Worst-case cost: $O (B) + O (n / B) + O (B)$ . With $B = \sqrt{n}$ this is $O (\sqrt{n})$ .

  Query complexity analysis:

  +--+--+--+--+--+--+--+--+--+--+--+--+--+--+--+--+
  |  |##|  full blocks (at most sqrt(n))  |##|  |  |
  +--+--+--+--+--+--+--+--+--+--+--+--+--+--+--+--+
       ^                                    ^
    partial                              partial
    (<= B elts)                         (<= B elts)

  Total = O(B) + O(n/B) + O(B) = O(B + n/B)
  Minimized when B = sqrt(n):  O(sqrt(n))

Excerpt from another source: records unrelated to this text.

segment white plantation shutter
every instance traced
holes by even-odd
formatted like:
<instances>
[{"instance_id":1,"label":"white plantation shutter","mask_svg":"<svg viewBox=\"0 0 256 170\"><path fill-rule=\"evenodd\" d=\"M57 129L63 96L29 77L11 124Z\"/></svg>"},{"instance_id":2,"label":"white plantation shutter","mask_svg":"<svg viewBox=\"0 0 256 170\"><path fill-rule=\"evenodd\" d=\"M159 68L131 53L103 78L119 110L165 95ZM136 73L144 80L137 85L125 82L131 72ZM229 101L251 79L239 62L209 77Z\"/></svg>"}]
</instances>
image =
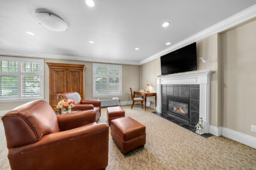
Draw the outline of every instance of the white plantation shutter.
<instances>
[{"instance_id":1,"label":"white plantation shutter","mask_svg":"<svg viewBox=\"0 0 256 170\"><path fill-rule=\"evenodd\" d=\"M0 102L44 99L44 60L0 57Z\"/></svg>"},{"instance_id":2,"label":"white plantation shutter","mask_svg":"<svg viewBox=\"0 0 256 170\"><path fill-rule=\"evenodd\" d=\"M0 98L14 98L18 97L17 76L0 76Z\"/></svg>"},{"instance_id":3,"label":"white plantation shutter","mask_svg":"<svg viewBox=\"0 0 256 170\"><path fill-rule=\"evenodd\" d=\"M39 76L22 76L22 96L39 96L41 94Z\"/></svg>"},{"instance_id":4,"label":"white plantation shutter","mask_svg":"<svg viewBox=\"0 0 256 170\"><path fill-rule=\"evenodd\" d=\"M93 63L93 96L121 95L122 66Z\"/></svg>"},{"instance_id":5,"label":"white plantation shutter","mask_svg":"<svg viewBox=\"0 0 256 170\"><path fill-rule=\"evenodd\" d=\"M107 94L106 77L96 77L96 89L97 94Z\"/></svg>"}]
</instances>

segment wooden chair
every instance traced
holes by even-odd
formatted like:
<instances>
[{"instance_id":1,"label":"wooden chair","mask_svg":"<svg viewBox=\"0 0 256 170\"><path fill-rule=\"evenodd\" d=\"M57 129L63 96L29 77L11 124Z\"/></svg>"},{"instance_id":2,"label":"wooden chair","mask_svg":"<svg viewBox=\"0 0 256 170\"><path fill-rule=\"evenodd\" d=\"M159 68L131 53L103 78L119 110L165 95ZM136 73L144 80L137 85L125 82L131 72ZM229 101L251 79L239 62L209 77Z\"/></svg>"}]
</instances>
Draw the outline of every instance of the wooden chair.
<instances>
[{"instance_id":1,"label":"wooden chair","mask_svg":"<svg viewBox=\"0 0 256 170\"><path fill-rule=\"evenodd\" d=\"M134 98L133 95L133 92L132 92L132 88L130 88L130 95L131 95L132 100L132 108L131 109L132 109L132 107L133 107L135 102L141 102L141 107L143 109L143 98L142 98L141 97Z\"/></svg>"}]
</instances>

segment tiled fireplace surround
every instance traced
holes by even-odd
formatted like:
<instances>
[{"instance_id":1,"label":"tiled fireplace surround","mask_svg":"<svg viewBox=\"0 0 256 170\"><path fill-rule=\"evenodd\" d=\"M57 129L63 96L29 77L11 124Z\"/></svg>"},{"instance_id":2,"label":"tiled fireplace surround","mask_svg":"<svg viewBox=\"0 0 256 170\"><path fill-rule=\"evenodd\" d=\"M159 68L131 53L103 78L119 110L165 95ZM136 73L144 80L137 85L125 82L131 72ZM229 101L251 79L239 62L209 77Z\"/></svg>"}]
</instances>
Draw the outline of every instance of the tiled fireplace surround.
<instances>
[{"instance_id":1,"label":"tiled fireplace surround","mask_svg":"<svg viewBox=\"0 0 256 170\"><path fill-rule=\"evenodd\" d=\"M206 70L158 76L157 112L167 113L168 98L173 98L175 100L177 98L181 101L187 100L189 101L190 110L188 123L194 126L199 118L202 118L204 132L209 133L211 74L212 72Z\"/></svg>"}]
</instances>

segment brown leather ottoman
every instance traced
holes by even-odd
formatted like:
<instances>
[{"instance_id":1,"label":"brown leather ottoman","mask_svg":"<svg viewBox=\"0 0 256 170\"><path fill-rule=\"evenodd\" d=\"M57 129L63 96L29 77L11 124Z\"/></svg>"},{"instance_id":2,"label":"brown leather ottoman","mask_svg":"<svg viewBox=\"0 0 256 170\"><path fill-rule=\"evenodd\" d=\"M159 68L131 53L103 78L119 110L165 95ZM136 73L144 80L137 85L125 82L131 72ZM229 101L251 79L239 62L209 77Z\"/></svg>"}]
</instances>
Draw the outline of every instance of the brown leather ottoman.
<instances>
[{"instance_id":1,"label":"brown leather ottoman","mask_svg":"<svg viewBox=\"0 0 256 170\"><path fill-rule=\"evenodd\" d=\"M109 107L106 108L108 125L112 120L125 116L124 110L120 106Z\"/></svg>"},{"instance_id":2,"label":"brown leather ottoman","mask_svg":"<svg viewBox=\"0 0 256 170\"><path fill-rule=\"evenodd\" d=\"M124 154L146 144L146 127L130 117L112 120L111 134Z\"/></svg>"}]
</instances>

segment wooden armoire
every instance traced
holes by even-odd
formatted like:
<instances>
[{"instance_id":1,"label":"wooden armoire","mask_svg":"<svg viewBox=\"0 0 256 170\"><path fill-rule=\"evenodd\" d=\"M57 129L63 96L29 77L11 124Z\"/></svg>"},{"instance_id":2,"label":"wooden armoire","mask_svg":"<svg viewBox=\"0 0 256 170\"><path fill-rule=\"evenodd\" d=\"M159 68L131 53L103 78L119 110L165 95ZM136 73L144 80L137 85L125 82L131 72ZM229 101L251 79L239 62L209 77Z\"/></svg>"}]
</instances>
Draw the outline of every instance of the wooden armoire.
<instances>
[{"instance_id":1,"label":"wooden armoire","mask_svg":"<svg viewBox=\"0 0 256 170\"><path fill-rule=\"evenodd\" d=\"M49 67L49 103L54 111L57 110L58 94L77 92L84 99L85 65L46 63Z\"/></svg>"}]
</instances>

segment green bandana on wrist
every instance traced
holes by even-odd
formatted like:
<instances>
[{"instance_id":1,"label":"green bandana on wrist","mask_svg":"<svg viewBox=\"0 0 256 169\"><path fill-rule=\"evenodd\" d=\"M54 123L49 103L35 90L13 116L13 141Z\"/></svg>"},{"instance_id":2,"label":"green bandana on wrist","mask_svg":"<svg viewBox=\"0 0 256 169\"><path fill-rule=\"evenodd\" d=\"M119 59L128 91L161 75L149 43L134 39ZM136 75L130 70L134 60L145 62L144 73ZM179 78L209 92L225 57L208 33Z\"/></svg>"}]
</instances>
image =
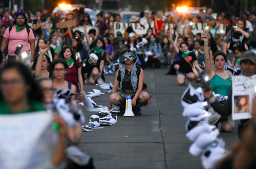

Step 3 -- Point update: set $a [5] = 1$

  Old a[5] = 9.  New a[5] = 1.  Difference = 1 - 9 = -8.
  block_id = 5 / 4 = 1.
  block[1] += -8  =>  22 - 8 = 14.
  a[5] = 1.

  After update:
         +---+---+---+---+---+---+---+---+---+---+---+---+---+---+---+---+
  a[]:   | 3 | 1 | 4 | 1 | 5 | 1 | 2 | 6 | 5 | 3 | 5 | 8 | 9 | 7 | 9 | 3 |
         +---+---+---+---+---+---+---+---+---+---+---+---+---+---+---+---+
         | block 0       | block 1       | block 2       | block 3       |
         | sum = 9       | sum = 14      | sum = 21      | sum = 28      |
                                ^
                              updated

  Cost: O(1)

Step 4 -- Query after update: sum( $l = 4$ , $r = 7$ )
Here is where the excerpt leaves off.